LSU Health Shreveport Center for Brain Health, Shreveport, LA, USA.
NeuroRehabilitation. 2020;46(3):311-320. doi: 10.3233/NRE-192940.
People with Parkinson disease (PD) have difficulty initiating internally generated movements. We have shown that computer-based cognitive training can improve movement initiation. However, little is known about the optimal duration of training.
To determine the optimal training duration for computer-based neurorehabilitation of internally represented movement initiation in people with PD.

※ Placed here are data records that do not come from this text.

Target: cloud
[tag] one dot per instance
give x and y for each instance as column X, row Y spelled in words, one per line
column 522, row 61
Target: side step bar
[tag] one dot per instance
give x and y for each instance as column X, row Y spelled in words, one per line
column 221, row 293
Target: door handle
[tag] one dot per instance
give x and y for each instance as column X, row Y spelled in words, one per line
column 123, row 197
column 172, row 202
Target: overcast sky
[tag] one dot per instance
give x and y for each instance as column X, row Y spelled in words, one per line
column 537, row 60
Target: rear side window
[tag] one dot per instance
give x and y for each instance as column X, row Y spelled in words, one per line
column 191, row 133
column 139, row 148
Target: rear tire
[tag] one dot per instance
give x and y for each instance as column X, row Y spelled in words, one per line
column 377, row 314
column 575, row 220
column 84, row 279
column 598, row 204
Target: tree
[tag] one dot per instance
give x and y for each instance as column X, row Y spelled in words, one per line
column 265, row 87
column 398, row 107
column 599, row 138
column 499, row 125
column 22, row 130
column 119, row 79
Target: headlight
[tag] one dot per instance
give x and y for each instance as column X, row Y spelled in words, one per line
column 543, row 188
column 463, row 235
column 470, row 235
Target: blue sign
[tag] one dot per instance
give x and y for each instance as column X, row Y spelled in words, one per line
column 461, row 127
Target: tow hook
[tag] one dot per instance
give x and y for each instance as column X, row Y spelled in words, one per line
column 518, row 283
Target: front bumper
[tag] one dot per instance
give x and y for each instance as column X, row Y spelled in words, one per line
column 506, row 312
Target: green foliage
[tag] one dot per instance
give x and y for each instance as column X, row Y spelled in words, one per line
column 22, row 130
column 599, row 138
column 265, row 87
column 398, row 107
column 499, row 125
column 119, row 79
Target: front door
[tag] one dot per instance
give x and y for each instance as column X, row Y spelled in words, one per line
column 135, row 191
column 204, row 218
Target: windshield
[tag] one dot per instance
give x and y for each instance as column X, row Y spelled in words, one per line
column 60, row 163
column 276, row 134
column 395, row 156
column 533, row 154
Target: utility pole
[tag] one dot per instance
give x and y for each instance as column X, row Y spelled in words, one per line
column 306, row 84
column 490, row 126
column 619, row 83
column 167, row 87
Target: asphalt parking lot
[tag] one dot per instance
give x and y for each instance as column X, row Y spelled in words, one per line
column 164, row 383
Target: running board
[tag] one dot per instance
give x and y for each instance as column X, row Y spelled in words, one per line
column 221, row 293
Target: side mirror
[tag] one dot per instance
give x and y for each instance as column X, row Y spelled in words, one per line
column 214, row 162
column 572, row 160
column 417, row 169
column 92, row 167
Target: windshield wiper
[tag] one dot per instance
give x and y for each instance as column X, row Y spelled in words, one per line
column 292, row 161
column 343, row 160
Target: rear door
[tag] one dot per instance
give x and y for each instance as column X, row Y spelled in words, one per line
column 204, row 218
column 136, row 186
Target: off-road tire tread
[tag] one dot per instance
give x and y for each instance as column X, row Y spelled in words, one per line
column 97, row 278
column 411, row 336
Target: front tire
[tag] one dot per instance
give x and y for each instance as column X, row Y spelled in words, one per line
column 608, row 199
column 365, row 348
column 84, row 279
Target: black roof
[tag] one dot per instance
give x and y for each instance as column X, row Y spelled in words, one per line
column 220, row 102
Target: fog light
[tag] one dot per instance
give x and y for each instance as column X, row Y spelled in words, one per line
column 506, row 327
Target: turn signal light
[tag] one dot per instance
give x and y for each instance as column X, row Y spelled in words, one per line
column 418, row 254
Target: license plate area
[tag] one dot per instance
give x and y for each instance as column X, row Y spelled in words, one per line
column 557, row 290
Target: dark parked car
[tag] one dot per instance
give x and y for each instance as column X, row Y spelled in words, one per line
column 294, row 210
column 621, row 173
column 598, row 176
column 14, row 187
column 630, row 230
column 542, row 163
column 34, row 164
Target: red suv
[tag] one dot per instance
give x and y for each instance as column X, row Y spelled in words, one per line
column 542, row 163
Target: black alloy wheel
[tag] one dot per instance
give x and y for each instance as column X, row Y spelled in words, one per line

Nineteen PD and twenty-one age-matched control participants, ages 50-85 years, were included in analysis of pre- and post-training evaluation and 30 training sessions. Computer training consisted of cued and un-cued movement trials. The presentation of a cue (a combination of numbers on either the right, left or both sides of the screen) indicated that participants should respond by typing the numbers. Successful cued trials were followed by un-cued trials consisting of a green filled circle. Participants re-enter the cued sequence, thus producing an internally represented (IR) movement. The training was adaptive. Outcome measures were reaction time and error rate, and cumulative sum (CUSUM) analysis was used to identify peak training improvement.
Participants with PD were divided into impaired (IPD) and unimpaired (UPD) groups, based on mean control group pre-training performance. All three groups showed improved RT and error rates for IR trials; however, the IPD group demonstrated significantly greater improvement in reaction time. Training was most effective in participants with greater disease severity and duration. Peak day of training improvement for the IPD group was 8 days.
Optimal training duration was relatively short and the IPD group demonstrated the most gain, indicating that cognitive training should be tailored to individual needs.
帕金森病(PD)患者在发起内部产生的运动时存在困难。我们已经表明,基于计算机的认知训练可以改善运动发起。然而,对于最佳训练时长知之甚少。
确定基于计算机的神经康复治疗对 PD 患者内部运动发起的最佳训练时长。
19 名 PD 患者和 21 名年龄匹配的对照组参与者,年龄在 50-85 岁之间,纳入了预训练和后训练评估以及 30 次训练的分析。计算机训练包括提示和非提示运动试验。提示(屏幕上右侧、左侧或两侧的数字组合)的出现表示参与者应通过输入数字来响应。成功的提示试验后,会出现非提示试验,其中包含一个绿色填充的圆圈。参与者重新输入提示序列,从而产生内部代表(IR)运动。训练是自适应的。结果测量指标是反应时间和错误率,累积和(CUSUM)分析用于确定最佳训练改进的峰值。
根据平均对照组的预训练表现,PD 患者被分为受损(IPD)和未受损(UPD)组。所有三组的 IR 试验的反应时间和错误率均有所改善;然而,IPD 组的反应时间改善更为显著。训练在疾病严重程度和持续时间较大的参与者中效果最佳。IPD 组的最佳训练改进日为第 8 天。
最佳训练时长相对较短,IPD 组的收益最大,表明认知训练应根据个体需求进行调整。